La novela resulta ser un retrato vivo y en movimiento de la mísera sociedad del Madrid de la posguerra, el reflejo de la cotidianidad de la vida, una vida resultado del conglomerado de cientos de vidas que se cruzan, las vidas de unos seres infelices acosados por la pobreza y por el hambre, asfixiados por la urgencia del día a día, cargados de luces y de sombras, incapaces de realizarse como personas, desilusionados, insatisfechos, desamparados, angustiados, resignados, contradictorios, insolidarios, enfermos, víctimas de la inercia, del racionamiento, del estraperlo y del miedo a ser delatados.
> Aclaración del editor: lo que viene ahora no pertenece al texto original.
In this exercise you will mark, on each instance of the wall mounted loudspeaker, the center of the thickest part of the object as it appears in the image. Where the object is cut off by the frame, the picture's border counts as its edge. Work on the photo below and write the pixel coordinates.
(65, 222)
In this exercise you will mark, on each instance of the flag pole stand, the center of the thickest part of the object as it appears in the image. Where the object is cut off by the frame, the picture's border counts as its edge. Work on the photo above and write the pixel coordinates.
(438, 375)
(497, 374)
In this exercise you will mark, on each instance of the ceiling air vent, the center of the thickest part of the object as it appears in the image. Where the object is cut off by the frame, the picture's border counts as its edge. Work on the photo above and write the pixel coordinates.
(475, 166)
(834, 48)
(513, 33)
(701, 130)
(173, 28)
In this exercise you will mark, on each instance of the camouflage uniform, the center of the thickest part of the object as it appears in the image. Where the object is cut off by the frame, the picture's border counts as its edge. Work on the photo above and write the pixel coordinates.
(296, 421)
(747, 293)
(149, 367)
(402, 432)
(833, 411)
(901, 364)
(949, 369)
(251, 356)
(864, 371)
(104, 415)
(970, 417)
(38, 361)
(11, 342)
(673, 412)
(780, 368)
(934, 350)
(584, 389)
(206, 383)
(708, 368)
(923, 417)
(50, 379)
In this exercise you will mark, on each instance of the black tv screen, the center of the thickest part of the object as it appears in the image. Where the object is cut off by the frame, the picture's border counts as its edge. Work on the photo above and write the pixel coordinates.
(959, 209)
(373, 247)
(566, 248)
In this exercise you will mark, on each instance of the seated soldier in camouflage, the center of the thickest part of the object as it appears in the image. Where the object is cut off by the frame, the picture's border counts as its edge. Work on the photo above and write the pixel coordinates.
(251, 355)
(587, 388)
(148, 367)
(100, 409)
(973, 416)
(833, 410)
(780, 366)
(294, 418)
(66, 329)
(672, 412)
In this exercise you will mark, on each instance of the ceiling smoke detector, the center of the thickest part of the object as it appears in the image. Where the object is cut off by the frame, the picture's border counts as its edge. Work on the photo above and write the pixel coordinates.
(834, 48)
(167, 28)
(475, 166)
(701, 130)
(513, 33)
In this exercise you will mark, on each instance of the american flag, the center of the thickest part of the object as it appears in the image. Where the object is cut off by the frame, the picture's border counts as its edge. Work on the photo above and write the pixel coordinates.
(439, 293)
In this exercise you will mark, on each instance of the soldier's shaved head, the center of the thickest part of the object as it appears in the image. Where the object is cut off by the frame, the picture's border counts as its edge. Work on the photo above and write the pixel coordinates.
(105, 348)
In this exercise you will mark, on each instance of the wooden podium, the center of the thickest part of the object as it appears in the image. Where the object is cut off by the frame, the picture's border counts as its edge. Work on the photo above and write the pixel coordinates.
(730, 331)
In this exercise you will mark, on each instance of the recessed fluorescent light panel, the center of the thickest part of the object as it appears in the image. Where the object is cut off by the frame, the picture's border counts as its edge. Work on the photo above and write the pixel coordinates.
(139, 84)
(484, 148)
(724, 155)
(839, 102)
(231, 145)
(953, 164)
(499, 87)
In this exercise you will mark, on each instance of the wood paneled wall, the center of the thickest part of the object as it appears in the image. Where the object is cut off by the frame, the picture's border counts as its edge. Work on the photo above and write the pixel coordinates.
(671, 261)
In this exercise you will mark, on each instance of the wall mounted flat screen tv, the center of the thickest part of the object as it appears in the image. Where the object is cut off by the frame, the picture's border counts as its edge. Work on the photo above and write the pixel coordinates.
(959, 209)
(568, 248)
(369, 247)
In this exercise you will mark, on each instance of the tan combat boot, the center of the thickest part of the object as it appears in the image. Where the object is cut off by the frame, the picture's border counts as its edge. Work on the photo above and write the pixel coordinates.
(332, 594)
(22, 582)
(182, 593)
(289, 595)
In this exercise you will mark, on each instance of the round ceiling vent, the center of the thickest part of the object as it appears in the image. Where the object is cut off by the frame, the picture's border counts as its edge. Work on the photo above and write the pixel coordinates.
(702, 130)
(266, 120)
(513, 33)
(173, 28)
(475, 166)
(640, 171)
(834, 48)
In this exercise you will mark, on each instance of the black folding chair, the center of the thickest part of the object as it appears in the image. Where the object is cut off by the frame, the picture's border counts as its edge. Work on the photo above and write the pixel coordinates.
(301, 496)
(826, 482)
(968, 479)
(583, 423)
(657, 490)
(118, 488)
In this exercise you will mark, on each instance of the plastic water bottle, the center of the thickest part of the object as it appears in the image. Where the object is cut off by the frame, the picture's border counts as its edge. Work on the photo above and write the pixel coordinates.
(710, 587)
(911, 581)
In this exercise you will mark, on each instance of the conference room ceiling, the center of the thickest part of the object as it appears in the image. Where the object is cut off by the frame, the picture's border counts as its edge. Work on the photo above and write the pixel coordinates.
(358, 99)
En fin, unas vidas sin futuro que caminan a salto de mata y a las que, a menudo, la realidad obliga a dejar a un lado compromisos y moralidad.

En el lapso de tres días, don Camilo sitúa el grueso de la acción en el entorno limitado por tres calles céntricas y conocidas, incluso para los no madrileños, como son Fuencarral, San Bernardo y Gran Vía. El devenir de la obra se sitúa en establecimientos que la evolución y el tiempo trasladaron al mundo virtual. Ello no es óbice para que el Madrid de la novela apenas sufriera cambios en la permanente transformación que experimenta la urbe.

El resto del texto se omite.